Biochemical detection of myocardial ischemia (MIS) is a major challenge. Validation of novel biosignatures is of utmost importance. We sought to investigate the metabolomic profile of acute MIS using nuclear magnetic resonance (NMR) spectroscopy of peripheral blood serum of swine and patients undergoing angioplasty balloon-induced transient coronary occlusion.Methods and results
We applied high resolution NMR spectroscopy to profile 32 blood serum metabolites obtained (before and after controlled ischemia) from swine (n=9) and patients (n=20) undergoing transitory MIS in the setting of planned coronary angioplasty. Additionally we sequentially profiled blood serum of control patients (n=10). A preliminary clinical validation of the developed metabolomic biosignature was undertaken in patients with spontaneous acute chest pain (n=30). Striking differences were detected in the blood profile of swine and patients immediately after MIS. MIS induced an early increase (10min) of circulating glucose, lactate, glutamine, glycine, glycerol, phenylalanine, tyrosine and phosphoethanolamine, a decrease in choline-containing compounds and triacylglycerols and a change in the pattern of total, esterified and non-esterified, fatty acids.

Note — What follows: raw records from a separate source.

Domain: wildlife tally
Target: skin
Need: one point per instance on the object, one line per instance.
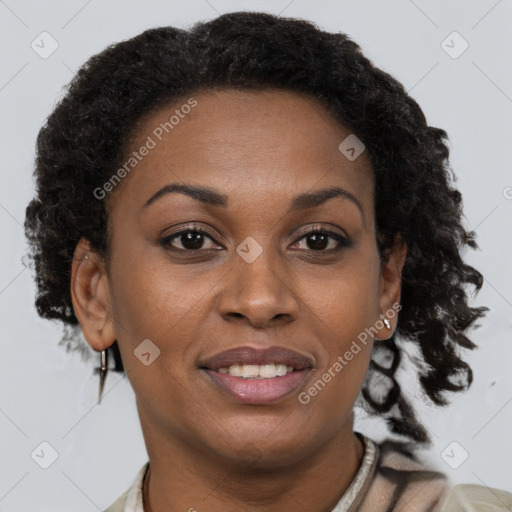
(260, 149)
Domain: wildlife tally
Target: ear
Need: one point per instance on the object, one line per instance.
(90, 295)
(390, 286)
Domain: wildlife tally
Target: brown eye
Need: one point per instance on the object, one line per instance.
(187, 240)
(319, 240)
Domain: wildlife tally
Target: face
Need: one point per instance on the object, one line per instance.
(262, 259)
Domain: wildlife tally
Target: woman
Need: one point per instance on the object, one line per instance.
(253, 219)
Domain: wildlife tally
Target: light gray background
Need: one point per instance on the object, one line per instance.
(49, 396)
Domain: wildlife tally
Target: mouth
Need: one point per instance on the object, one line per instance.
(255, 376)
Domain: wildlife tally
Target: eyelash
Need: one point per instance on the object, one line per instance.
(342, 241)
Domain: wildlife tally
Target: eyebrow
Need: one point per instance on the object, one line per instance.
(211, 197)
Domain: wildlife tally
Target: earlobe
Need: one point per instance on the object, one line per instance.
(391, 284)
(91, 296)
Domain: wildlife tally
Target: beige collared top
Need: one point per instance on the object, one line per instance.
(388, 480)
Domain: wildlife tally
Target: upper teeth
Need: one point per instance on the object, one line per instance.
(255, 371)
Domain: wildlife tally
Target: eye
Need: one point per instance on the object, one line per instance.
(318, 239)
(190, 239)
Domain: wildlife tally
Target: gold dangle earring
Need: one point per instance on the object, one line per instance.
(103, 369)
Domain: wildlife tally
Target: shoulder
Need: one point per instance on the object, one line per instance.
(476, 498)
(401, 482)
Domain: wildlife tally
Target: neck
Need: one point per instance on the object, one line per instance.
(183, 477)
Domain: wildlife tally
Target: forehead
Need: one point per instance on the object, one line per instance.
(255, 144)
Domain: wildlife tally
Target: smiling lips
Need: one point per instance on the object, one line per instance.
(255, 376)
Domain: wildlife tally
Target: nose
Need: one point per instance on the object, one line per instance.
(260, 293)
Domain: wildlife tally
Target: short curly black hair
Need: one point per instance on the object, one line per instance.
(85, 137)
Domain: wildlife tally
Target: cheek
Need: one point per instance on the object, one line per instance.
(156, 302)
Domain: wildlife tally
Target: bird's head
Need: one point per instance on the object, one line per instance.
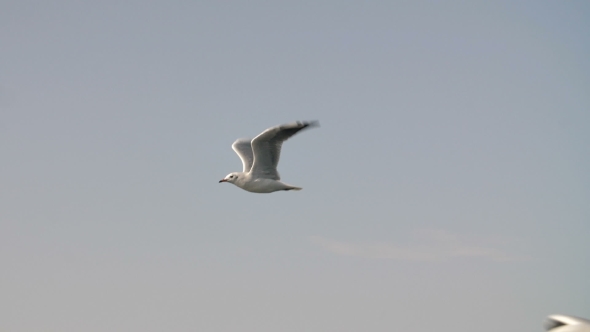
(231, 178)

Creatine increased 2 hours after ischemia. Using multivariate analyses, we developed a biosignature that accurately detected patients with MIS both in the setting of angioplasty-related MIS (area under the curve 0.94) and in patients with acute chest pain (negative predictive value 95%).Conclusions
This study is, to our knowledge, the first metabolic biosignature of acute MIS developed under highly controlled coronary flow restriction. Metabolic profiling of blood plasma appears as a promising approach for an early detection of MIS in patients.